エピローグ

 


 移動魔法を使える部下がいるから朝一番で送ってくれるらしいので、ぼくは近くにあるクイーンの泊っているホテルでぐっすりと寝た。


 絶対にルシルと鉢合わすわけにはいかないので、たくさんの思惑を持っているクイーンの提案に乗ったのだ。


 二人仲良くホテルの一室に入ると、さっそくクイーンが構ってほしいのかうるさく喋りだしたので……。


 クイーンの布団を使い、簀巻きにしてやってから地べたに転がした。


 そしてぼくはゆっくりとシャワーを浴びると、ベッドでゆっくりと寝たのであった。



 ☆



 ひとまずの安心感のせいか、朝の目覚めは爽やかだった。


 でもクイーンはいつまでも起きてこない。


 と思っていたらそういえば簀巻きにしていたことを思い出し、ちゃんと解放してやるのだがなかなかに図太いようで、クイーンはしっかりと眠っていた。


 だが、ようやく圧迫感が消えたおかげか目を覚ましたので、直ぐに部下を呼ばせて移動魔法を使ってもらった。



 ☆



 そこは、雪崩が起きそうな雪山だった。


 いつ崩壊してもおかしくないような場所だったが、この辺りの地域は時間と建物の中以外の全てが止まっている空間らしく、危険もなくこんなにも寒々しい景色でも適温だった。


 その理屈はクイーンですらわかっていないらしいが、こんな場所は世界中にあるらしい。


 また一つ世界の秘密を知るが、よく考えれば心当たりがあるようなないような。


 行ったことがあるような?


 まあ世界中にあるのなら別に不思議はない。


 クイーンの部下を帰すと、ぼくは一人で近くにあるコテージに向かう。


 ここに一人の孫娘と一緒に住んでいるらしい。


 たくさんの家族がいるらしいのだが、そのほとんどは月一度の面会しか認められていないらしい。


 情報漏洩を防ぐためであり、家族であっても何らかの情報を漏らしたら厳罰を受けるらしい。

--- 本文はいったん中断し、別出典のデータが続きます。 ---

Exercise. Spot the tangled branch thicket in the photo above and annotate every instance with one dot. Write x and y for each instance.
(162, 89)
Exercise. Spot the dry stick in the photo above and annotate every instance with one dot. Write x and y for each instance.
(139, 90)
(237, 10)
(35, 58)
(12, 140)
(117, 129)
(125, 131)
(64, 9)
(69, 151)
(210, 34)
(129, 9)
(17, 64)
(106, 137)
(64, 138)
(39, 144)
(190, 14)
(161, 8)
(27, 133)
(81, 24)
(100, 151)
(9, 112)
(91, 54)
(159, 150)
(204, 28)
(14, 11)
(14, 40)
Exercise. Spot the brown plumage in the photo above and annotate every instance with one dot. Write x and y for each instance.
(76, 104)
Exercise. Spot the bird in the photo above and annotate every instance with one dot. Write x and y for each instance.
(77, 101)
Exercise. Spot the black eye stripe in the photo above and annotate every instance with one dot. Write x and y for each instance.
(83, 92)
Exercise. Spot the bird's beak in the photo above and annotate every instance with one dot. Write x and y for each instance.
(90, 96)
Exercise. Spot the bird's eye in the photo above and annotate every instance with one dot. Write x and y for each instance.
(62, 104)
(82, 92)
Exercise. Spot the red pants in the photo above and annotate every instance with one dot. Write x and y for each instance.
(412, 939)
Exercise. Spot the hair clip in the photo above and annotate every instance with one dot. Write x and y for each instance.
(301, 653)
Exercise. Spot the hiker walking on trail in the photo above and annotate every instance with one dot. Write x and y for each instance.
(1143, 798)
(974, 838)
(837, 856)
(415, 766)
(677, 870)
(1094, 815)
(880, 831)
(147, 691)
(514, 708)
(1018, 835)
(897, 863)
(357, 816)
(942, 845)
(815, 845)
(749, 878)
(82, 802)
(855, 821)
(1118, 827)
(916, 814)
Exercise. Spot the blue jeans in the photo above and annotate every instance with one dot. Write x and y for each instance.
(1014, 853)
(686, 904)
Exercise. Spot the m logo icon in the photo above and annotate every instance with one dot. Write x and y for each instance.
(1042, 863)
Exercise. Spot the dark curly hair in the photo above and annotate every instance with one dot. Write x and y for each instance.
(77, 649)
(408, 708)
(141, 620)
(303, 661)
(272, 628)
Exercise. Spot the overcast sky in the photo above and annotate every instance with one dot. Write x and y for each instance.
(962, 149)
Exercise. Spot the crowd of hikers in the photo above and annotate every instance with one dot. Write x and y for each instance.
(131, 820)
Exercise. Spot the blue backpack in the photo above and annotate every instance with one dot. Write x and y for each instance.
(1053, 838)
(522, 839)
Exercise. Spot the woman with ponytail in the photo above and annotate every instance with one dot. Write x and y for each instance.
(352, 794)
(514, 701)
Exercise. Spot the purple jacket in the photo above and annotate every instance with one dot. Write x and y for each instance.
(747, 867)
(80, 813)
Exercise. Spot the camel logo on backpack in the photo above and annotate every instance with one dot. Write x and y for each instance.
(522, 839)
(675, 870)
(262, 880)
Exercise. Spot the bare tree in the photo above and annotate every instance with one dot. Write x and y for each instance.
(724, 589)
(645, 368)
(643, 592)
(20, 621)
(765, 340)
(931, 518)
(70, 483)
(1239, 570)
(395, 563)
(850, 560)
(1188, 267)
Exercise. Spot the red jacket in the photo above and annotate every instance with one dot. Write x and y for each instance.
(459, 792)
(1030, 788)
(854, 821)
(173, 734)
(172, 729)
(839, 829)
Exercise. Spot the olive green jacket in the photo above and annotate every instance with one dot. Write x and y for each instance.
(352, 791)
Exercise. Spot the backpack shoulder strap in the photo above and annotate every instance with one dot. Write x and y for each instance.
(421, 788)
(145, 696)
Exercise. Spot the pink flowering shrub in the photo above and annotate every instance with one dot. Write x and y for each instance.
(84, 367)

 なぜ、一人の孫娘が傍にいることを許されているかは知らない。


 この情報はついさっきクイーンに聞いたばかりだ。


 どうやら昨日の夜に話すつもりだったようだが、ぼくが簀巻きにしたせいで話せなかったと怒られた。



 ☆



 家のチャイムを押すと、孫娘らしき人物が現れる。


「ようこそ、いらっしゃい。おじいちゃんが待っているわ」


 外見はぼくと同じか少し下ぐらいだろう。


 こんな雪山なのに、普通の格好をしていることに強い違和感を覚える。


 案内された中に入ると、リビングらしき場所に一人の老人が座っていた。


「君が、神崎無限くんかい? 僕に用があるんだって?」


「はい、そうです。あなたがヘンリー・グッドマンですか?」


「ああ、ヘンリーと呼んでくれて構わないよ」


 この爺さんは気安くそう言った。


「じゃあ、ヘンリー。今日は大事な用があって来たんだ」


 ぼくが早速話を切り出すと、ヘンリーは驚いたような顔をする。


「驚いたな、君のような子供が僕みたいな八十を超えた老人を初対面で呼び捨てにするとは」


「は? 自分で言ったんでしょ?」


「それでも、普通はこれだけの歳の差があれば遠慮するものだよ。気に入った、敬語もいらないよ」


「わかった」


 言われたとおりにしただけで驚かれるなんて、理不尽なものを感じる。


「ぼくは君に会ったこともないし、神崎なんて家にも心当たりはないんだ。どんな用事なのかな?」


 ヘンリーは興味深そうな顔でぼくの言葉を待っている。


「実は、ぼくが直接の用があるってわけじゃない。ただ、ちょっと約束をしてね」


「約束?」


 そこでヘンリーの孫娘が温かい紅茶を持ってきてくれたので、少し間を空ける。


 ぼくらは一口ずつ飲むと、話を続ける。


「たしか、ある婆さんに頼まれたんだ。これを渡してくれって」


 ようやく、この重荷を一つだけ下すことが出来る。


 ぼくはカバンに入れていた、古い箱の一つを取り出す。


「こ、れは……?」


「あんたらがデビューするとき、有名になるって決めた仲間の証なんだろう?」


 ヘンリーに渡して、その中身を見せる。


 話によると、それはミサンガだ。


 大事に保存してあったから、もちろん切れてなどいない。


 彼らの願いは叶ってはおらず、もう叶うこともないらしい。


 ……身に着けていないのだから当然だが。


「そうだ、ぼくらは昔同じミサンガをつけていた。全員が永遠の友情と音楽の世界を極めることを願っていたんだ」


 ヘンリーは何かを懐かしむ顔をしている。でも、悲哀に満ちた顔にも見えた。


「でも、結局引退の瞬間までミサンガは切れなかった。ぼくらは音楽の伝説にはなれても音楽を極めることはできなかったし、確かにあった友情もあっという間に終わってしまった」


「友情が終わった?」


 音楽を極めることが出来なかったというのは、結局のところ解散に終わってしまったという事実が物語っている気がする。だが……。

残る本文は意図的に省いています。